Medieval artists did not know perspective: backward?

I disagree: their figures were flat because they wanted them to be. I remember seeing with my students a Romanesque image of the Virgin on a large golden background: no perspective…

Hieratic by default of the craftsman?

…But then I imagined how they really washed in a chapel: perhaps in the darkness of a winter night in the Pyrenees. And I turned off the light and lit the candles… and the Virgin approached us!

So it’s not that they didn’t know perspective, it’s that they didn’t want to use it?

If you walk past a Romanesque image today in the MNAC or in any spotlight-lit museum, you will only see a flat Virgin, and this one had a huge golden background, which looks like a simple ornament…

Did art progress and overcome itself?

Wait: imagine yourself as a devout believer prostrate before the icon of the miraculous mother in the light of the uncertain and trembling flickering of the candles in the twilight and you will see the Mother of God stretching out her arm towards you. This golden background is not there by chance. It makes possible the exciting moment when we feel that we are praying with her.

A small miracle that Instagram will never catch?

Despite the fact that the experience of the contemporary image is more sophisticated, today it is impossible for it to make us feel this emotion…

Because?

Because of the rate at which we conceive perception today.

The more speed, the less excitement?

To get to see more in art, you don’t have to go faster – more and more images in less time – but more gradually. Our challenge is to recover this slowness.

Wasn’t medieval art just a way to indoctrinate illiterate believers?

It is more complex than this simplicity. His images do not replace any writing: they just say something else in an exciting language and another way of seeing it lost today.

Was this Virgin an intelligent abstraction or simply naive creation?

Historians believed for centuries that these medieval images aspired so that the illiterate people could “read” the doctrine of the Church, but if you stop, as they did, in front of their images, you see that they wanted to generate emotion with their instruments in their way of life.

And then they progressed?

The medieval artist does not have this perception of superiority with respect to the past or inferiority with respect to the future. Our conception of progress is later and productivist, merely capitalist.

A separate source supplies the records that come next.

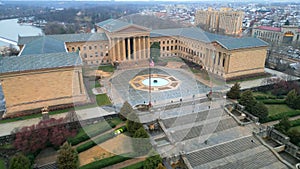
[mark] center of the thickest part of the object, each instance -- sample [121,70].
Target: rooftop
[84,37]
[39,61]
[227,42]
[43,44]
[112,25]
[269,28]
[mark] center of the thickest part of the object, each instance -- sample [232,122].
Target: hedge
[295,122]
[94,142]
[273,101]
[281,115]
[263,97]
[139,165]
[83,137]
[106,162]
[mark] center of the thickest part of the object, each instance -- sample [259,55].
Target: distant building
[225,21]
[278,35]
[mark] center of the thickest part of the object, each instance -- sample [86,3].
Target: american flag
[151,63]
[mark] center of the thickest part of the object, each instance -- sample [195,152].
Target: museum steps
[204,129]
[243,153]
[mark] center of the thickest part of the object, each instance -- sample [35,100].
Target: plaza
[121,90]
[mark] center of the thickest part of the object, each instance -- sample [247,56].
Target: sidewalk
[7,128]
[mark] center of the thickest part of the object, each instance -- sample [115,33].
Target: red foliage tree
[35,137]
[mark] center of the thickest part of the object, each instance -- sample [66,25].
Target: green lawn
[296,127]
[138,165]
[102,99]
[107,68]
[267,94]
[2,164]
[277,109]
[40,115]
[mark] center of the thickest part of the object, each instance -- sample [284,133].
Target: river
[10,29]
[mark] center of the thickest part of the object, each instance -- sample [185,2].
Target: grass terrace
[103,99]
[107,68]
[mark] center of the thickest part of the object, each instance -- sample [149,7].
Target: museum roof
[39,61]
[83,37]
[269,28]
[229,43]
[112,25]
[43,44]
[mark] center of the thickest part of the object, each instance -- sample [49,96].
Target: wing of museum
[43,73]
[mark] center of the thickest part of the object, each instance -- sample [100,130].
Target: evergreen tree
[260,110]
[284,125]
[234,92]
[294,135]
[126,109]
[247,100]
[155,51]
[133,123]
[67,157]
[152,162]
[160,166]
[141,133]
[19,161]
[291,98]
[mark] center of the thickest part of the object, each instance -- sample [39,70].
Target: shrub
[106,162]
[281,115]
[94,142]
[84,136]
[234,92]
[139,165]
[273,101]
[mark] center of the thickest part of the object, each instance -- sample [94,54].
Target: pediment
[133,28]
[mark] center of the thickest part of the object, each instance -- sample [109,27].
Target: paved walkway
[272,123]
[261,82]
[7,128]
[125,163]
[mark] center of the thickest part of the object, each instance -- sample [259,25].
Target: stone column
[144,47]
[112,53]
[134,48]
[124,49]
[128,47]
[148,47]
[139,48]
[119,49]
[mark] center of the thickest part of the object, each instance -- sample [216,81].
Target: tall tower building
[224,21]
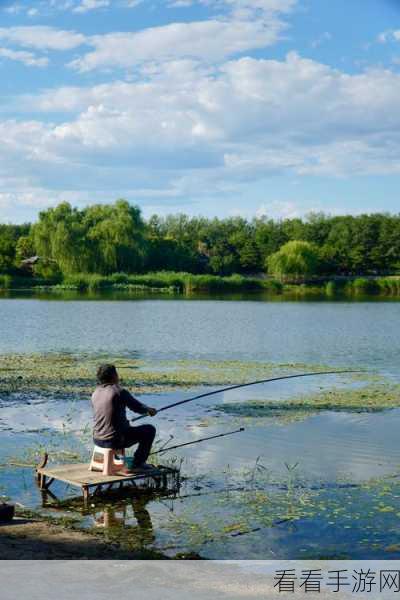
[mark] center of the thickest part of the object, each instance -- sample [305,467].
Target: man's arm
[133,404]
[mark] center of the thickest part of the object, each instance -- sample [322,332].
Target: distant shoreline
[186,284]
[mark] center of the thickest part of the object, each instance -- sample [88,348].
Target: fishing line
[211,437]
[242,385]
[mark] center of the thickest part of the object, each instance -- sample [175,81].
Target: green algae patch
[68,374]
[372,397]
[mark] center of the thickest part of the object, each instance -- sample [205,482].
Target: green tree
[296,260]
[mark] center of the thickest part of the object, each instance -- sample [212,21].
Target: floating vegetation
[371,397]
[68,374]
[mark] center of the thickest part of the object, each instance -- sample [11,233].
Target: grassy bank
[187,283]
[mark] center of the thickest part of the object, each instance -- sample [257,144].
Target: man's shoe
[143,467]
[126,472]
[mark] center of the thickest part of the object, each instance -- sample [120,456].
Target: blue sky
[213,107]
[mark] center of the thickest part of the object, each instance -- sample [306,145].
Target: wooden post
[85,491]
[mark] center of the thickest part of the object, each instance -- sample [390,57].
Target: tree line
[111,238]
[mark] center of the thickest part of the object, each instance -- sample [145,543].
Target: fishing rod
[242,385]
[211,437]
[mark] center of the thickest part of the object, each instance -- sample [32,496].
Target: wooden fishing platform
[160,479]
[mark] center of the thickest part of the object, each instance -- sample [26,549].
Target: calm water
[336,452]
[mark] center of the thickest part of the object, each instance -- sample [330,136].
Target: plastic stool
[106,460]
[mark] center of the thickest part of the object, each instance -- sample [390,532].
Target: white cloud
[211,40]
[87,5]
[242,122]
[42,37]
[27,58]
[248,25]
[391,35]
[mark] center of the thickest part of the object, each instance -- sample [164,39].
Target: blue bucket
[128,462]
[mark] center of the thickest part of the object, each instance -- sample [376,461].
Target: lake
[295,484]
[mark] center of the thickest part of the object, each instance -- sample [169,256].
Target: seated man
[111,426]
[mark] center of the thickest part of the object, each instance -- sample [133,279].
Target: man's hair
[106,373]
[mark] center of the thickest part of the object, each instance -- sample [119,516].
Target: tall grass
[8,282]
[171,281]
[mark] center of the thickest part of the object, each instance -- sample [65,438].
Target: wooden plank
[80,476]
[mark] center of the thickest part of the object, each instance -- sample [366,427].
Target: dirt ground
[30,539]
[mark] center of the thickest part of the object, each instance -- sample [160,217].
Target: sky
[220,108]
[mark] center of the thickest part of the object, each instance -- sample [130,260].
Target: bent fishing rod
[211,437]
[243,385]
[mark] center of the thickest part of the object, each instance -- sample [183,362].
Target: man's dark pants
[143,435]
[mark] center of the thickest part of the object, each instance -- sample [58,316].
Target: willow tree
[295,260]
[115,237]
[59,236]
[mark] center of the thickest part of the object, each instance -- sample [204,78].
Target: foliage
[295,260]
[103,239]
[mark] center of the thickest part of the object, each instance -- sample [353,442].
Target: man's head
[107,374]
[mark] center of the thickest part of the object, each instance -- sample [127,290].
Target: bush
[365,286]
[5,282]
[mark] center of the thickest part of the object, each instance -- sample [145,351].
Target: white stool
[106,460]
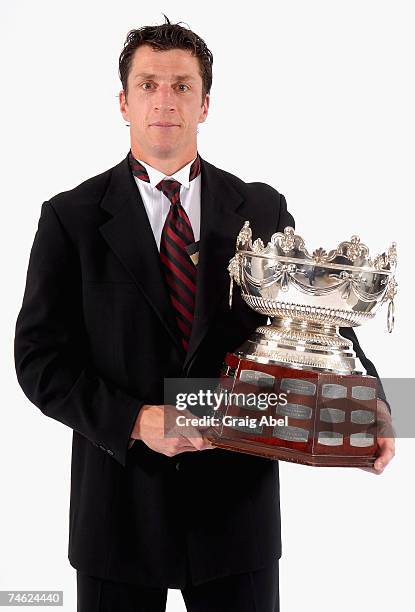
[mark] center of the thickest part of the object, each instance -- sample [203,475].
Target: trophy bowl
[309,295]
[330,412]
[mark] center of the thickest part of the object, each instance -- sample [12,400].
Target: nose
[164,98]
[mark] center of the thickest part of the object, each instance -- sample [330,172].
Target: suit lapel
[129,234]
[219,227]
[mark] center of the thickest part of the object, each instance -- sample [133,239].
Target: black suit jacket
[95,338]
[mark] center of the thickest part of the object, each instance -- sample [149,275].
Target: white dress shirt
[157,205]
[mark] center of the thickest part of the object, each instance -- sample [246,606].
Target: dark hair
[163,38]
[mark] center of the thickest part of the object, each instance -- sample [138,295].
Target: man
[113,305]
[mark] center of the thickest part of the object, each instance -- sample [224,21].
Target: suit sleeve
[51,349]
[287,219]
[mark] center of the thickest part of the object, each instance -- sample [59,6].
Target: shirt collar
[156,176]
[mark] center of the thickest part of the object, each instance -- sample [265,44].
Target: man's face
[164,103]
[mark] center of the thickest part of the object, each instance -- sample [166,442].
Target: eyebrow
[176,77]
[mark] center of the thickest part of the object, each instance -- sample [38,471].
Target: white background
[314,98]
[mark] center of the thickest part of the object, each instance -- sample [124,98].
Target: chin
[163,150]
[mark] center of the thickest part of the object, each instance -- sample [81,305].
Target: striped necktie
[179,270]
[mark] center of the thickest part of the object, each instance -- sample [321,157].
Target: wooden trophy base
[316,418]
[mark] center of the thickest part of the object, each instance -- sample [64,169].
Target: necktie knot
[171,189]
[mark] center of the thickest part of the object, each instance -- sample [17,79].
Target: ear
[123,105]
[205,109]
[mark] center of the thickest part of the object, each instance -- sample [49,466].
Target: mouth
[163,124]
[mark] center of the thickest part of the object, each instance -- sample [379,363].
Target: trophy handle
[390,319]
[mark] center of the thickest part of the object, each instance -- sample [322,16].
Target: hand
[153,420]
[386,440]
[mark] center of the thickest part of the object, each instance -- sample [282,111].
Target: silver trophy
[330,415]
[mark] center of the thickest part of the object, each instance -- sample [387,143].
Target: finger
[386,447]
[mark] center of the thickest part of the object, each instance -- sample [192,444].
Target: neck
[166,165]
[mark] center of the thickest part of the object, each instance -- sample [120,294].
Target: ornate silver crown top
[291,246]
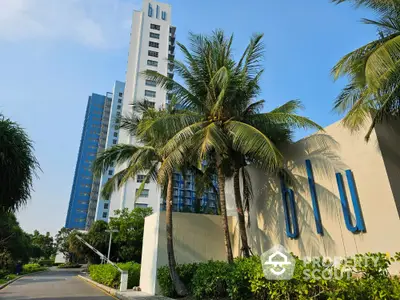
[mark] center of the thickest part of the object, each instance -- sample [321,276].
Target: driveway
[54,284]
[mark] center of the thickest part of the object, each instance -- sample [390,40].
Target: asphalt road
[54,284]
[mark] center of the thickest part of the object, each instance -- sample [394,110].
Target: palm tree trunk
[225,226]
[177,282]
[241,219]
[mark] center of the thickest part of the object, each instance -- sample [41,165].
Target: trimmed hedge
[244,279]
[69,266]
[108,275]
[30,268]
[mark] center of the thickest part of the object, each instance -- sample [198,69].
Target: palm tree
[145,157]
[18,165]
[373,71]
[221,93]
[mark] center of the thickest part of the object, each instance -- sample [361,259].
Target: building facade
[102,208]
[345,200]
[152,47]
[85,187]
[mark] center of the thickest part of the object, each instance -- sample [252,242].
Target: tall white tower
[152,44]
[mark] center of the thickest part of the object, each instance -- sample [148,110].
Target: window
[154,35]
[152,63]
[141,178]
[153,53]
[154,44]
[154,26]
[148,93]
[144,193]
[150,104]
[151,82]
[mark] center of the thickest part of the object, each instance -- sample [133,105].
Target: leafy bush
[69,266]
[185,272]
[29,268]
[108,275]
[363,277]
[211,280]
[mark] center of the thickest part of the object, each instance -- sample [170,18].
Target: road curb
[19,277]
[108,290]
[117,294]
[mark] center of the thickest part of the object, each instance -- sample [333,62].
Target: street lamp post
[109,244]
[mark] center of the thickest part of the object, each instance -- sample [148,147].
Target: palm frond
[248,140]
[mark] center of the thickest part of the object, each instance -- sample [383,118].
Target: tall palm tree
[373,71]
[145,157]
[18,165]
[221,92]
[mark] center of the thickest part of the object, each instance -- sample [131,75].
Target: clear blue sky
[54,53]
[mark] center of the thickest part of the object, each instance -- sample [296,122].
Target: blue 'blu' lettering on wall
[314,199]
[360,226]
[289,209]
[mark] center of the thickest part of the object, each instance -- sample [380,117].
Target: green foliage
[211,280]
[373,70]
[46,262]
[363,277]
[29,268]
[127,243]
[15,244]
[69,266]
[108,275]
[18,165]
[43,245]
[185,272]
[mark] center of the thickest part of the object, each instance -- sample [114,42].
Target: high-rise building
[152,46]
[85,187]
[101,210]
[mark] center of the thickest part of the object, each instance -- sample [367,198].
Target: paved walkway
[55,284]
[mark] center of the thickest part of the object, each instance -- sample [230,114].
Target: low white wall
[197,238]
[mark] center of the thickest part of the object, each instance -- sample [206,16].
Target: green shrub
[29,268]
[211,280]
[239,287]
[69,266]
[185,272]
[108,275]
[364,277]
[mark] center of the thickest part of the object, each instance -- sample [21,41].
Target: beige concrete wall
[196,238]
[334,151]
[148,270]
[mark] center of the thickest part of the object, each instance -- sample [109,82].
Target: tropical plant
[226,124]
[145,157]
[18,165]
[372,94]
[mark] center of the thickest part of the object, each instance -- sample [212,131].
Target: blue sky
[54,53]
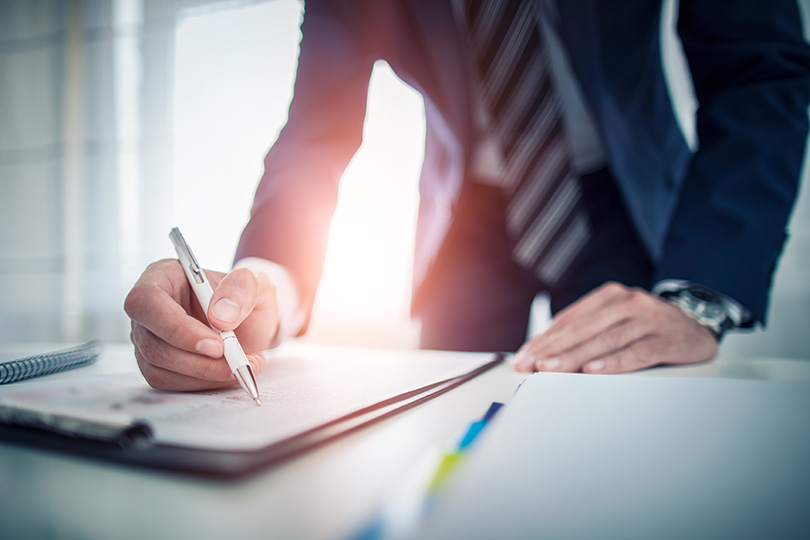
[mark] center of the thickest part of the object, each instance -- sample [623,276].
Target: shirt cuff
[290,315]
[738,313]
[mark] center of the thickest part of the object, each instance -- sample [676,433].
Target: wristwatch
[706,307]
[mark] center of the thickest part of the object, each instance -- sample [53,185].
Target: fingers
[169,368]
[617,329]
[174,347]
[234,298]
[245,301]
[161,302]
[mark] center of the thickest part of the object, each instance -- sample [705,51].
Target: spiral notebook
[311,395]
[15,368]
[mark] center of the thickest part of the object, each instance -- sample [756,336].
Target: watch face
[705,309]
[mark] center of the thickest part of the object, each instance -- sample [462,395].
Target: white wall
[96,103]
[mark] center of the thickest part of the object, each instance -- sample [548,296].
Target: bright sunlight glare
[230,100]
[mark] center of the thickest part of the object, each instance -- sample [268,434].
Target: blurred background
[120,119]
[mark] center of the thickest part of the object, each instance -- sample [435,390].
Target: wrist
[704,305]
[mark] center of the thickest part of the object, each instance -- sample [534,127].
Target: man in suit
[675,247]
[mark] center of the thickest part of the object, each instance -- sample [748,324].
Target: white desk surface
[328,493]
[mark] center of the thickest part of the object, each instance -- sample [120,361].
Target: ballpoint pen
[234,354]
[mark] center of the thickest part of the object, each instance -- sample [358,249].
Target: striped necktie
[545,213]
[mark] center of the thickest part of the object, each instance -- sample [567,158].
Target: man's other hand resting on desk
[174,346]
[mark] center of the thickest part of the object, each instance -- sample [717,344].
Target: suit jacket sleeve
[750,66]
[297,194]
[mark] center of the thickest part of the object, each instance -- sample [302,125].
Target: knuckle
[614,286]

Were medieval artists abstract and primitivist without knowing it?

When we explain why Picasso explores the supposed primitivism of African art or modern abstraction, we want to believe that it is modern – a progress – and this prevents us from understanding that long before there was also abstraction…

Wasn’t it all about imitating reality, mimesis, but transcending it to excite?

Medieval artists were abstract before Picasso, because they subordinated the representation of reality to the transmission of an idea: they did not want to imitate reality, but to go further.

If they had wanted to represent a real woman, would they have represented her?

But they were more interested in subordinating this pretense of realism to the achievement of the emotion of praying with her.

But it is tempting to think that we are superior to them and that our art is too.

On the other hand, understanding this Virgin requires knowing how societies, guilds, learning, churches, towns were organized… Anthropology of when she was conceived, carved, painted…

Was the image God’s word?

And the Middle Ages is the age of diagrams and of conveying complex ideas with strokes, letters and drawings that organize and transmit knowledge…

…That it was sometimes complex?

Scholastic theology was even more so. If you remember The Annunciation by Fra Angelico, already in the 15th century…

I will google it to remember: such are the contradictions of history.

You will appreciate the tension between the realistic detail in the relief with which he paints the angel’s wings and the river of colors: yellow, blue and green that emanates from the mantle of the Virgin.

That means?

The mystery of the incarnation is not figurative and Fra Angelico is a Dominican, a scholastic: he explains to us with art a complex truth beyond words.